社会的重責を再認識 日管協 賃貸住宅管理業法で会員説明会
住宅新報 2020年9月8日 号 7面
日管協会長の末永照雄氏は冒頭で、「会員の長年の支援でにより、悲願の新法が成立した。賃貸不動産経営管理士の位置づけが新法の政省令で明記されると見込まれ、国家資格化も実現する」と、感謝の意を示した上で、「官民一体で社会に役立つ仕組みとするため、日管協として、賃貸住宅管理業の社会的責務を一層重く受け止めたい」と決意を新たにした。
新法の説明に立った、日管協本部事務局業務推進1課課長の飯島繁樹氏は、新法では、前述の「2つの大きな柱がある。サブリース業者に3つの義務、賃貸住宅管理会社に4つの義務が設けられる」として、それぞれの内容のポイントを説明した。
サブリース規制で
サブリース事業者と勧誘者は、「誇大広告」や営業トークを含めて「不当勧誘」が禁止される。また、サブリース事業者は、「マスターリース契約(特定賃貸借契約)の締結前の重要事項説明」を賃貸住宅管理会社の従業員が行う必要がある。ここで言う従業員に、日管協としてはトラブル防止のために、「必要な知識と実務で経験のある賃貸不動産経営管理士が務めることが望ましい」と説明した。
新たな登録制度へ
従来の任意の登録制度が廃止される代わりに、一定戸数以上を管理する賃貸住宅管理業者は、「国土交通大臣への登録が義務化」される。また、この規定以下の管理戸数でも、登録することで社会的な信用度を高められるとし、また、「不良業者も淘汰されていく」と指摘した。
新たな登録制度では、管理業務を行う事務所ごとに「業務管理者の配置」が求められ、これは届出は不要と思われるが、在宅勤務などでテレワーク環境の実務の対応についての詳細は、今後、国で決定されると説明した。

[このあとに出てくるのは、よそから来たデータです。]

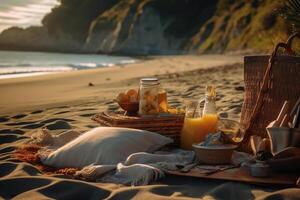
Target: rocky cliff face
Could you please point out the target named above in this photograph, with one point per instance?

また、重要事項説明と契約書は、別々の書面で交付し、「管理受託契約締結前の重要事項の説明」をする必要がある。これに日管協では、「日管協版の標準契約書」を新法の施行に合わせて改訂するとした。更には、管理する家賃と自社の「財産を分別管理」し、修繕や収受状況などを「定期報告」する義務が発生すると解説し、「会員のサポートを充実させる」と結んだ。